Ten years ago (2001)

  • No YouTube. It didn’t launch until 2005.
  • No Google Docs. It wasn’t launched until 2006.
  • No Wikipedia. Well, ok, it launched this year, but remember, it had not yet filled up with information and become the resource we take for granted today.
  • No Gmail, which didn’t show up until 2004.
  • No Blackberries. RiM introduced its smartphone in 2003.
  • Online social networks as we know them today were just starting to show up, but none of the services that are big and popular today existed.
  • No WordPress. It was forked from the b2 blog software in 2003.
  • No Firefox, which wasn’t launched until 2004. IE completely dominated the browser market at this point, reaching version 6.0 in August 2001.
  • Smartphones were exceedingly rare and exceedingly expensive. Almost everyone had “dumbphones.”
  • Mobile Internet access was a nightmare. Remember WAP…?

Fifteen years ago (1996)

  • The Web was something very new to most people, and the majority didn’t use it at all.
  • None of today’s web browsers were in popular use. Internet Explorer existed, but wasn’t widely used. If you surfed the Web, you probably did it on Mosaic or Netscape Navigator.
  • No Google. Sergey Brin and Larry Page were tinkering with something they called “Backrub” at Stanford University, which would later become Google. It was the era of Altavista.
  • No Blogger. The blogging service didn’t show up until 1999.
  • The whole “blog” concept had barely begun to take root. There wasn’t even a word for it yet.
  • No iPod. In fact, no portable MP3 players at all.
  • Many people didn’t own a basic cell phone, and pretty much no one had anything qualifying as a smartphone.

We could go on and on and on…

This was just a short leap back in time, but it does make you realize how massively our world has changed in a relatively short time period. Yet we take these things utterly for granted today.

It almost gets ridiculous when you continue looking farther back in time. For example, another five years back (in 1991) Tim Berners-Lee had only just invented what would become the World Wide Web.

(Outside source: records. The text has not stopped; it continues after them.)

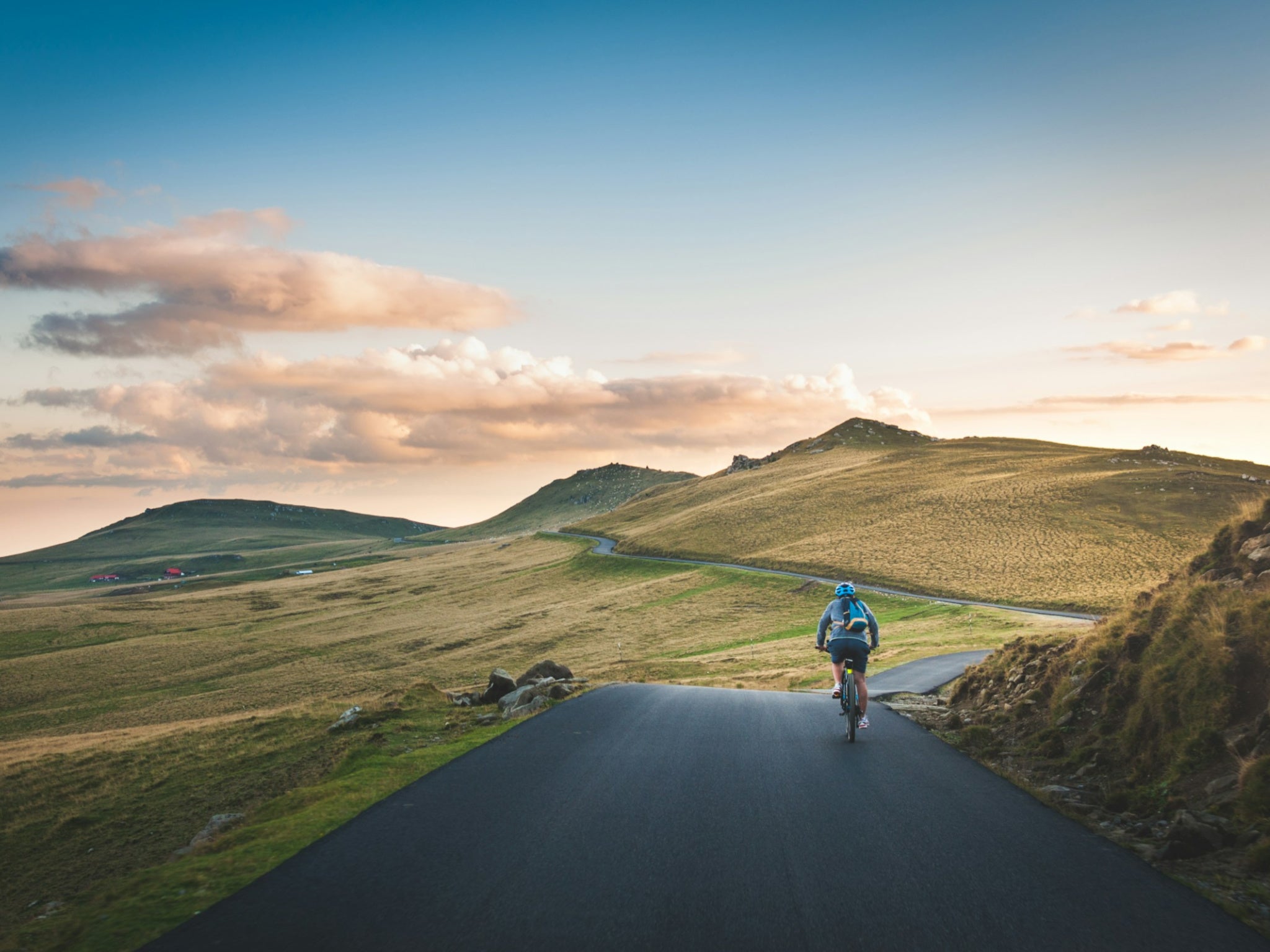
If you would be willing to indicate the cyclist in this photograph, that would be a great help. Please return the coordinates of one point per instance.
(848, 621)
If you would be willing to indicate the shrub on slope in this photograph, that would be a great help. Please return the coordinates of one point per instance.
(1163, 697)
(1155, 728)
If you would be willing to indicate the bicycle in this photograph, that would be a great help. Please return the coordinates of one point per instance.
(850, 700)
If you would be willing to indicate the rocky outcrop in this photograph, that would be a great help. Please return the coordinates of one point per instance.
(1256, 549)
(499, 683)
(544, 669)
(546, 681)
(214, 828)
(347, 719)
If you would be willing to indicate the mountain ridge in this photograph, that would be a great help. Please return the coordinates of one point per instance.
(563, 500)
(988, 518)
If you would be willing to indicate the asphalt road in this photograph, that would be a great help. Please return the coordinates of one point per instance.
(647, 816)
(922, 676)
(606, 546)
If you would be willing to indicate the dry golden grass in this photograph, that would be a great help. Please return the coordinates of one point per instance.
(997, 519)
(125, 723)
(446, 616)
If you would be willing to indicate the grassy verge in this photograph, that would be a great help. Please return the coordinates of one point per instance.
(1155, 728)
(339, 776)
(127, 723)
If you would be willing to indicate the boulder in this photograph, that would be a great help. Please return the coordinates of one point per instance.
(499, 683)
(536, 703)
(214, 827)
(544, 669)
(1191, 837)
(1222, 785)
(346, 719)
(211, 831)
(1253, 546)
(508, 701)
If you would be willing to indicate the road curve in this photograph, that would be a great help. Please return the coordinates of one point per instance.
(644, 816)
(605, 546)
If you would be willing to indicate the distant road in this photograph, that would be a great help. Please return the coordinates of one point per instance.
(605, 546)
(646, 816)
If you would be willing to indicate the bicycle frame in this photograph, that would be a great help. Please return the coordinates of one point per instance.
(850, 703)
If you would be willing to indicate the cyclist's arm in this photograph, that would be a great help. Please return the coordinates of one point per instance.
(821, 628)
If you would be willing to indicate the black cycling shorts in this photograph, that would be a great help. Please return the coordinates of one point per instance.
(851, 650)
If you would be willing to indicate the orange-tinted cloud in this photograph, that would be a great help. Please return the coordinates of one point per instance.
(1170, 352)
(1254, 342)
(1091, 402)
(455, 403)
(211, 282)
(696, 358)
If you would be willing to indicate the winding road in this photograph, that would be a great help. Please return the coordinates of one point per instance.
(606, 546)
(644, 816)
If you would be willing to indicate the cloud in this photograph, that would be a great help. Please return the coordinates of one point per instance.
(698, 358)
(78, 192)
(1251, 343)
(1137, 351)
(456, 403)
(1175, 302)
(1169, 304)
(99, 437)
(1093, 402)
(211, 282)
(1170, 352)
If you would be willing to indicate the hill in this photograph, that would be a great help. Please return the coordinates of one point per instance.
(202, 536)
(126, 723)
(1153, 729)
(1010, 521)
(561, 501)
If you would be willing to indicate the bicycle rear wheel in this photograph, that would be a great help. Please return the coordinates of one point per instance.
(849, 694)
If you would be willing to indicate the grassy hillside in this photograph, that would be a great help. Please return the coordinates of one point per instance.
(205, 536)
(126, 723)
(1009, 521)
(1153, 728)
(561, 501)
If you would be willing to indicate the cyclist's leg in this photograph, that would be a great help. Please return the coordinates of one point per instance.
(860, 664)
(836, 667)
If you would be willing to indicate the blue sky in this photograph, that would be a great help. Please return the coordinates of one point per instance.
(925, 192)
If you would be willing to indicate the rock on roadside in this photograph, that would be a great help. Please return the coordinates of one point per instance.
(535, 703)
(211, 831)
(499, 683)
(346, 719)
(544, 669)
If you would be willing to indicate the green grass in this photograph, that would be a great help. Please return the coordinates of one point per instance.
(116, 912)
(126, 723)
(1009, 521)
(586, 493)
(231, 540)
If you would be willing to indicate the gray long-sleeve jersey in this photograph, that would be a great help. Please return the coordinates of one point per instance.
(836, 614)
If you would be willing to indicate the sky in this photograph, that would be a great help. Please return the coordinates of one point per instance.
(419, 259)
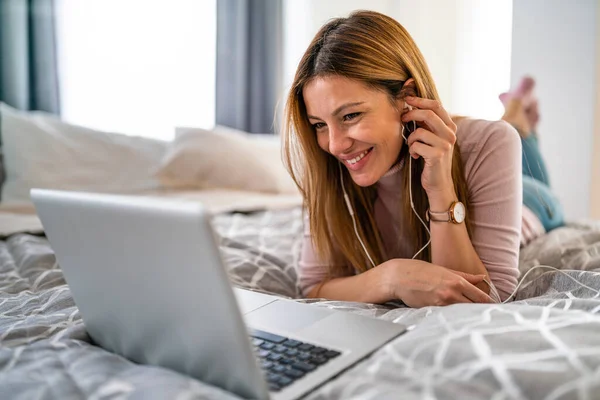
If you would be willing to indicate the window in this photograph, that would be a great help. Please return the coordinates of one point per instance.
(139, 67)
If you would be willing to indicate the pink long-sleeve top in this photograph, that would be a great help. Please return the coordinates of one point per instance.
(491, 156)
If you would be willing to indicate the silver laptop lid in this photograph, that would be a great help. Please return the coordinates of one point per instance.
(149, 280)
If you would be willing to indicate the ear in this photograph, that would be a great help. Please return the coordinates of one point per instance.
(409, 88)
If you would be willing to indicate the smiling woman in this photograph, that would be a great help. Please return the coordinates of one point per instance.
(361, 83)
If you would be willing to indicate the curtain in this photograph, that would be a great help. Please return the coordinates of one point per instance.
(249, 63)
(28, 66)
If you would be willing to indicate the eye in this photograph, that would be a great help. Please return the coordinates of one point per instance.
(351, 116)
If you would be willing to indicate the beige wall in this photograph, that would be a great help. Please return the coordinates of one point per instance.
(595, 184)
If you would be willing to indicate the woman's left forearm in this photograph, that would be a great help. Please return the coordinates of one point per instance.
(451, 246)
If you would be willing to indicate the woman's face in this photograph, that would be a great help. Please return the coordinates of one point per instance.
(356, 124)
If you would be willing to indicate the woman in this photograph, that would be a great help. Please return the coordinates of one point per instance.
(542, 211)
(358, 86)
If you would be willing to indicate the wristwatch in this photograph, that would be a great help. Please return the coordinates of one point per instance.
(456, 214)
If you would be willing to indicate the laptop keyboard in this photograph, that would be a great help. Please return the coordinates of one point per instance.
(284, 360)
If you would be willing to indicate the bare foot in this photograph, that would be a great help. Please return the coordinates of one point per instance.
(515, 115)
(521, 107)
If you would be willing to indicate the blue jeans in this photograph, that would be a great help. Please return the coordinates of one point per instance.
(537, 195)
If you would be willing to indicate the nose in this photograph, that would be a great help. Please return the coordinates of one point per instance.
(339, 141)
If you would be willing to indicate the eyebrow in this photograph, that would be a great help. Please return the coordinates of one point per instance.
(340, 109)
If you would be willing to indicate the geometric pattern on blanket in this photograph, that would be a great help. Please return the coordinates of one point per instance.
(545, 345)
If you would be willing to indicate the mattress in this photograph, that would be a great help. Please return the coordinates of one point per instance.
(546, 344)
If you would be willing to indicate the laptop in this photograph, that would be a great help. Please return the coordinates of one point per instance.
(149, 280)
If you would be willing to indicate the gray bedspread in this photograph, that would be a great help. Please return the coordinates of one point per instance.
(544, 345)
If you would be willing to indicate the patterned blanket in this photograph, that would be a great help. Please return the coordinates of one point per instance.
(544, 345)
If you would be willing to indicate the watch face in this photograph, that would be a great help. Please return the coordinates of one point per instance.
(459, 212)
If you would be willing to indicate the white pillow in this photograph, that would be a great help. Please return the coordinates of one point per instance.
(225, 158)
(42, 151)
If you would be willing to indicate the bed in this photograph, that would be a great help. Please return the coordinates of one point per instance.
(546, 344)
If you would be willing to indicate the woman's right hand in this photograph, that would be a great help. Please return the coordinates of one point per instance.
(419, 283)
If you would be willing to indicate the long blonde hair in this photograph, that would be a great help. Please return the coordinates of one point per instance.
(376, 50)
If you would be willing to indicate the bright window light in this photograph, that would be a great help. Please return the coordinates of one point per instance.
(139, 67)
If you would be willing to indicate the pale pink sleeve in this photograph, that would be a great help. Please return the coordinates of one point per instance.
(494, 178)
(311, 270)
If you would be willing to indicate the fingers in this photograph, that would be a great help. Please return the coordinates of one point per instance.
(475, 294)
(433, 105)
(472, 279)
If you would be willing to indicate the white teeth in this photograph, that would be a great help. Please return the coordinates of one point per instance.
(357, 158)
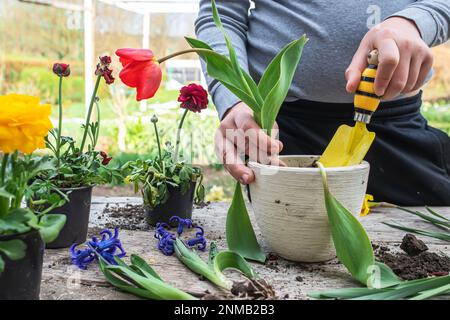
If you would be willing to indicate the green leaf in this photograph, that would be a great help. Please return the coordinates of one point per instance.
(344, 293)
(50, 225)
(241, 237)
(142, 265)
(353, 246)
(278, 78)
(5, 194)
(13, 249)
(220, 68)
(232, 260)
(16, 221)
(408, 289)
(123, 285)
(191, 260)
(432, 292)
(431, 234)
(156, 287)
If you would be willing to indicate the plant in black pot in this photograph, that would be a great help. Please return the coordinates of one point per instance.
(77, 167)
(169, 186)
(24, 123)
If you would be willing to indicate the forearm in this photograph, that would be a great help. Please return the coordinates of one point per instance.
(234, 15)
(432, 18)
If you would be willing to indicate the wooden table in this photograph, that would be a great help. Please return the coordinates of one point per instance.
(290, 280)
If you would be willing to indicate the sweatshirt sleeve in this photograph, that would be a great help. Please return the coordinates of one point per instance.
(432, 18)
(234, 16)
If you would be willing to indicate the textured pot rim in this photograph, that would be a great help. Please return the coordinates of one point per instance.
(252, 164)
(77, 188)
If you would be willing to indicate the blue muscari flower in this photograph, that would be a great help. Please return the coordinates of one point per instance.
(81, 258)
(106, 247)
(181, 223)
(166, 239)
(199, 239)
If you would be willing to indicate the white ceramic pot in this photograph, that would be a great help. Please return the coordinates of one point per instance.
(289, 205)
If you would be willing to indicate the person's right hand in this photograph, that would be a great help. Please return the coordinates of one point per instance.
(239, 134)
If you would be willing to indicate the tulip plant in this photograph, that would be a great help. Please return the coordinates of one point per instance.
(154, 176)
(142, 71)
(354, 250)
(24, 123)
(79, 165)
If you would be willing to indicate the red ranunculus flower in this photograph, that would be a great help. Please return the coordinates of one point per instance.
(105, 157)
(104, 70)
(193, 97)
(61, 69)
(141, 71)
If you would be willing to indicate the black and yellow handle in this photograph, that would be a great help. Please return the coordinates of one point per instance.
(366, 101)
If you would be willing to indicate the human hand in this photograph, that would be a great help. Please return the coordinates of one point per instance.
(239, 133)
(404, 58)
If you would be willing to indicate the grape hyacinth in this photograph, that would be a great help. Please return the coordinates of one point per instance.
(106, 247)
(199, 239)
(166, 239)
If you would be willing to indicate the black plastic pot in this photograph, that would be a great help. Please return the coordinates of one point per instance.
(178, 204)
(21, 279)
(77, 211)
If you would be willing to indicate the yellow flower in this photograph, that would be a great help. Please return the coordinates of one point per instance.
(24, 123)
(366, 205)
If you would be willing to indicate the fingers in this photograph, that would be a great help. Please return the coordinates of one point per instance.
(400, 76)
(356, 67)
(425, 68)
(229, 155)
(389, 58)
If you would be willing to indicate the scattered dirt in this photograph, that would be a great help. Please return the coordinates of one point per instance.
(128, 217)
(413, 246)
(416, 262)
(253, 290)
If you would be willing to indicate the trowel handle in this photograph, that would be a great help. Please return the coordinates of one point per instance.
(366, 101)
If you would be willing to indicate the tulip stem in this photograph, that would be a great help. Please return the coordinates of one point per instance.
(159, 146)
(58, 139)
(177, 144)
(88, 117)
(179, 53)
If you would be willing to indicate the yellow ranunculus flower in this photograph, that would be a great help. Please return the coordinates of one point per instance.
(24, 123)
(366, 205)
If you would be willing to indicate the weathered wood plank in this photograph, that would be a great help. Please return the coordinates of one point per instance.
(290, 280)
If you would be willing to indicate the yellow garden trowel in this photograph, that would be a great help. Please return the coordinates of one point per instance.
(350, 144)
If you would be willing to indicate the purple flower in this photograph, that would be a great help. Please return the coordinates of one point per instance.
(181, 223)
(199, 239)
(166, 239)
(81, 258)
(107, 247)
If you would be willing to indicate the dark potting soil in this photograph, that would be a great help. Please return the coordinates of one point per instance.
(128, 217)
(416, 262)
(253, 289)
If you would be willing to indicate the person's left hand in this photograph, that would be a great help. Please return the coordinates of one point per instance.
(404, 58)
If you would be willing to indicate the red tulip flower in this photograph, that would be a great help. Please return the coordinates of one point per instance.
(141, 71)
(193, 97)
(61, 69)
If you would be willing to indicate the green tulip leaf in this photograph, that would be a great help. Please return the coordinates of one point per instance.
(232, 260)
(241, 237)
(277, 79)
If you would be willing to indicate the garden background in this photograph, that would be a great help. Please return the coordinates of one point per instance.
(33, 37)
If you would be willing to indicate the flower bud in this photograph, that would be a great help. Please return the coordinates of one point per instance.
(61, 69)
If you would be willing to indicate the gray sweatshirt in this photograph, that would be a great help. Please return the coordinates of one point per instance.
(335, 29)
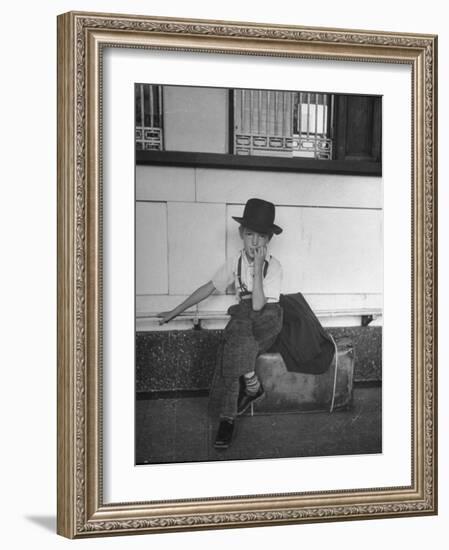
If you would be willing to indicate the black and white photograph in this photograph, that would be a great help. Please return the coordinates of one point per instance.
(258, 273)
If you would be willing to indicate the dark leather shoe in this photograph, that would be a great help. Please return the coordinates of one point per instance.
(224, 434)
(246, 400)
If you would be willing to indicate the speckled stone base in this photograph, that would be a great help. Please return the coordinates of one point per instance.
(185, 360)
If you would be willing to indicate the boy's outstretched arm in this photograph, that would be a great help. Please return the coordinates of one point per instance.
(199, 295)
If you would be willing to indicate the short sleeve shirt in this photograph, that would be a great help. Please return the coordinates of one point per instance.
(228, 273)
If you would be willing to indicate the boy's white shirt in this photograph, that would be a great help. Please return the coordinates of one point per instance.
(228, 273)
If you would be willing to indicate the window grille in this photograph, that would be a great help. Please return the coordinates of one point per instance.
(149, 118)
(287, 124)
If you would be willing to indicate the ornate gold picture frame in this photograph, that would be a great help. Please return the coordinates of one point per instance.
(82, 509)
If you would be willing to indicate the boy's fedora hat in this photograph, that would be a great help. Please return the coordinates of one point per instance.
(259, 216)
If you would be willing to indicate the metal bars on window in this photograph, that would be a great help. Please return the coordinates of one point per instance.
(149, 117)
(288, 124)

We haven’t even gone into the general boost personal computing has received in everything from performance and screen resolution to features and form factor. Compare today’s computers to those of ten years ago. Look at your sleek, high-performance laptop and compare it with those of yesteryear. In short, sitting down with a computer from ten years ago would quickly prove a frustrating experience for almost anyone.

And how about how we all used to connect to the Internet, with those old dial-up modems? That used to be the norm not too long ago. Today, most of us have some form of broadband connection to the Internet, and those continue to get faster every year. Here in Sweden, for example, download speeds exceeding 10 Mbit/s are quite common today. Same thing with how 3G networks have spread across the globe, finally giving reasonable speed for mobile Internet access. That has also happened extremely fast. Look back 10 years and we were firmly in 2G land.

We’re pretty much all tech geeks here at Pingdom, so we’re highly aware of this phenomenon. It’s like a mix of living in the now, “early-adopteritis” and sheer convenience that sets in incredibly fast.

And when we say fast, we mean fast. For example, some people are already taking Google+ for granted, as if it’s always been there even though it just launched this summer. It’s like our brains simply hit a switch.

What are your recent “for granteds” that you were doing fine without just a few years ago?